Crediamo sia importante partire da un'analisi della situazione, delle esigenze e delle carenze della città. Un tema sul quale porre particolare attenzione è quello degli spazi scolastici, soprattutto delle scuole medie Superiori. Sono diversi gli istituti costretti ad essere divisi in più complessi, con una conseguente carenza delle ore e della didattica, difficoltà di gestione, problemi logistici, sicurezza di studenti e personale, mancanza d'identità delle scuole. Un caso emblematico è la situazione non ancora risolta del liceo linguistico, quella dell'istituto per Geometri, tanti istituti in lotta.
Quale ad oggi la situazione degli spazi per l'Università (sia didattica che ricerca) e quale sarà la situazione dopo la costruzione della nuova sede di Architettura e Ingegneria e quella, in un futuro più lontano, di Psicologia all'ex zuccherificio? Basteranno gli spazi ? Saranno adeguati ? E per quanto riguarda l'offerta formativa, quali sono le prospettive e i progetti a breve, medio e lungo termine dell'Alma Mater ? Se la Piastra ospiterà la casa della salute, perché non pensare di destinare una parte del Bufalini a polo scolastico e/o universitario, magari ricalibrandolo nelle volumetrie e nelle altezze e sicuramente dal punto di vista architettonico, dando risposta alle esigenze oggettive della città?

Perché non pensare di incrementare l'offerta universitaria (che è un investimento su cui bisognerebbe puntare!) con nuovi corsi di laurea, laboratori per la didattica e la ricerca, ampliando il tecnopolo, riportando di nuovo a Cesena il corso dell'Accademia di Belle Arti di Bologna di Scenografia del melodramma. L'edificio potrebbe anche ospitare alcuni distaccamenti degli uffici comunali, magari quelli che richiedono un grande accesso di pubblico e servizi veloci. Ma tutto questo deve essere però accompagnato da una visione strategica, generale e coraggiosa di città, visione globale (non solo in ambito cesenate ma anche romagnolo) di cui la politica cittadina sembra essersi dimenticata. Una visione di città ambiziosa ha l'assoluta necessità di finanziamenti importanti, sia pubblici che privati, il nostro territorio é ricco di piccole e medie imprese, e fortunatamente non mancano neppure quelle grandi. Ma ha bisogno di idee (l'importanza del Campus Universitario) e grandi concorsi di progettazione. Ha bisogno di una sostenibilità economica e urbanistica seria e soprattutto di una politica lungimirante. Una politica in grado finalmente di fare. 

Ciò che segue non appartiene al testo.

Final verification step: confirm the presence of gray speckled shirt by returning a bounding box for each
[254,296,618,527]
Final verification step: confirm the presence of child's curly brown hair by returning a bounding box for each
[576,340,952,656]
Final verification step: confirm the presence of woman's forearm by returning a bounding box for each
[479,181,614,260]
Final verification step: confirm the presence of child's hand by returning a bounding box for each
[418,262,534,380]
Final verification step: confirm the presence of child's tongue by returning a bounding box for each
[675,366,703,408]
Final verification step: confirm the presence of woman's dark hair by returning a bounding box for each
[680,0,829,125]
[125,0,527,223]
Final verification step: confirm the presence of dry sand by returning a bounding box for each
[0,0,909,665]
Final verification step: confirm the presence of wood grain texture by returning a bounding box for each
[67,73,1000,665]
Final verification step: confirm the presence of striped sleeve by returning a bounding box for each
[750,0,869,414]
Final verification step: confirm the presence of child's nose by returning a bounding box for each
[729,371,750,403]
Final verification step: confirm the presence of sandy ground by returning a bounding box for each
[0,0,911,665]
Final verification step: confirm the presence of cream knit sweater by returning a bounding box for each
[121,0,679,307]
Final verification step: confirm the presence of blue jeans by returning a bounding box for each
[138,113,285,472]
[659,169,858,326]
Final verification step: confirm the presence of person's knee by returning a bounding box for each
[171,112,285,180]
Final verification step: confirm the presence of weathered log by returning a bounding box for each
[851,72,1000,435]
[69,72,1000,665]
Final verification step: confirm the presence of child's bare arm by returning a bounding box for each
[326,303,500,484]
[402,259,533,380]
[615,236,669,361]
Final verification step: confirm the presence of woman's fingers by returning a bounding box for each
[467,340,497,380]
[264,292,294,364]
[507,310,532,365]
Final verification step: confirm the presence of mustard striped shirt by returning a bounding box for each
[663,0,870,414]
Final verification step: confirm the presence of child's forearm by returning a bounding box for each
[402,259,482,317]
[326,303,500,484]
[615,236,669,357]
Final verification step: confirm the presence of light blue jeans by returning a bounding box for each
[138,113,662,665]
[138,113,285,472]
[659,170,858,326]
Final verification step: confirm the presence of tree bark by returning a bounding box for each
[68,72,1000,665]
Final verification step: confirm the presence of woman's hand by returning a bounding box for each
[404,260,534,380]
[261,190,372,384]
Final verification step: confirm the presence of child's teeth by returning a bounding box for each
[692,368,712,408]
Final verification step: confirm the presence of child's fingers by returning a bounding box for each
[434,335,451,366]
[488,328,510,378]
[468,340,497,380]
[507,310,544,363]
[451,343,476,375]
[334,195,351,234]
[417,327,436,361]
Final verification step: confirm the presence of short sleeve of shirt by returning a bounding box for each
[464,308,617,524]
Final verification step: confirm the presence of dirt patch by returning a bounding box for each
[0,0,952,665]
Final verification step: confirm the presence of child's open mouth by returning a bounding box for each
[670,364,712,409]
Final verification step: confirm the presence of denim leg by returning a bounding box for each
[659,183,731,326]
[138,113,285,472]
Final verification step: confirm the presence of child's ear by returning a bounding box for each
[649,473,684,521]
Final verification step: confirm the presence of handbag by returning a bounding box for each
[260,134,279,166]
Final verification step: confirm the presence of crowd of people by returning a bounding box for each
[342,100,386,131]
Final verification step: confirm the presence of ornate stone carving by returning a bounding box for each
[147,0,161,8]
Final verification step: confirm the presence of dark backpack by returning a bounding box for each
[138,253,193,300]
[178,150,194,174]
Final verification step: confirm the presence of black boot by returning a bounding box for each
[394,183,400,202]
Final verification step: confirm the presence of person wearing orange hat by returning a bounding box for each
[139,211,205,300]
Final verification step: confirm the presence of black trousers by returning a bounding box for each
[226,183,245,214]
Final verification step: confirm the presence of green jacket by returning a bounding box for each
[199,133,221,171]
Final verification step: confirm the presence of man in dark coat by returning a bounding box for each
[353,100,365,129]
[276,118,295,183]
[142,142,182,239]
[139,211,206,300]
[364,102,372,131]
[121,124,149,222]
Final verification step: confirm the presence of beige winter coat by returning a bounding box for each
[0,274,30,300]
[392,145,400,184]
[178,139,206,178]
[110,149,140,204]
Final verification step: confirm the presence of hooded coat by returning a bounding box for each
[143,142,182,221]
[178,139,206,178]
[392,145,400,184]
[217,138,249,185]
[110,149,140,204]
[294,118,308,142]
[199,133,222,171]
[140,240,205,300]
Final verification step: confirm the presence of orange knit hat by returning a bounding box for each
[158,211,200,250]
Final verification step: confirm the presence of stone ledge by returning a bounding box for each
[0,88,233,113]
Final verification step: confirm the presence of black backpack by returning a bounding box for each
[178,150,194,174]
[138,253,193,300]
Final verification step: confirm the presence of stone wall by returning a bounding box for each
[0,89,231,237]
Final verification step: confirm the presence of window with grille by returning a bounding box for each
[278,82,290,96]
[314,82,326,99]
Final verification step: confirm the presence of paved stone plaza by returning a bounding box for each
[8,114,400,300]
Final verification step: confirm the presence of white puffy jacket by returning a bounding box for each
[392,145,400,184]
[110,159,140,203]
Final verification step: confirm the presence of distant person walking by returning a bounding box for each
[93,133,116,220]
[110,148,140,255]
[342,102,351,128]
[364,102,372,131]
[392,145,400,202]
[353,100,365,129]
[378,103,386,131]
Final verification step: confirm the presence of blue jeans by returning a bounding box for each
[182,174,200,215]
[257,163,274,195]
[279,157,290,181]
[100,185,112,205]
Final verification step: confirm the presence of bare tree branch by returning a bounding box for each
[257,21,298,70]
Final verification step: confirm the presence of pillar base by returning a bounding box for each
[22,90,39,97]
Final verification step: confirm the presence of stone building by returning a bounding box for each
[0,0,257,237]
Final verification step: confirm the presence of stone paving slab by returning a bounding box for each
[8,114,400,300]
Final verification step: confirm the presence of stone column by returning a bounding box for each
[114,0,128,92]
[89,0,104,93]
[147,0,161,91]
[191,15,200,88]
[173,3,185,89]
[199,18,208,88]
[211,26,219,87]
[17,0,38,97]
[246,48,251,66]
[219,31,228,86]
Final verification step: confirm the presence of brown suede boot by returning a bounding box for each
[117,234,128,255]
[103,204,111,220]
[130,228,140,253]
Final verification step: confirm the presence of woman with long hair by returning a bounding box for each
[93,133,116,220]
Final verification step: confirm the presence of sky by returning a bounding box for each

Pensare a Cesena come un perenne cantiere non è accettabile, se guardiamo Piazza della Libertà (e non solo), i tempi e le tempistiche per la realizzazione di alcuni lavori, rimaniamo pietrificati. Assolutamente convinti che i cittadini meritino di più. Nel breve periodo la priorità per l'ospedale Bufalini dovrà essere assolutamente quella di investire per mantenere l'eccellenza, un impegno costante per non cedere di un passo ciò che c'è, anzi impegnarsi per recuperare qualche pezzo importante che con troppa leggerezza si é perso per strada (in primis una cardiologia H24 di cui si sta discutendo da troppo tempo). Sempre importante quando ai cittadini viene data la possibilità di esprimere la propria opinione, ma rimaniamo testardamente convinti fosse fondamentale dare la parola ai cittadini sul nuovo ospedale. Per il destino dell'attuale Bufalini siamo invece convinti serva una visione generale e coraggiosa di città, che proponiamo ai Cesenati. Un tavolo delle idee che apriamo anche a tutte le forze politiche della sinistra cesenate. Se qualcuno incomincia a parlare di candidati sindaci, noi incominciare a parlare di bisogni reali, presenti e futuri.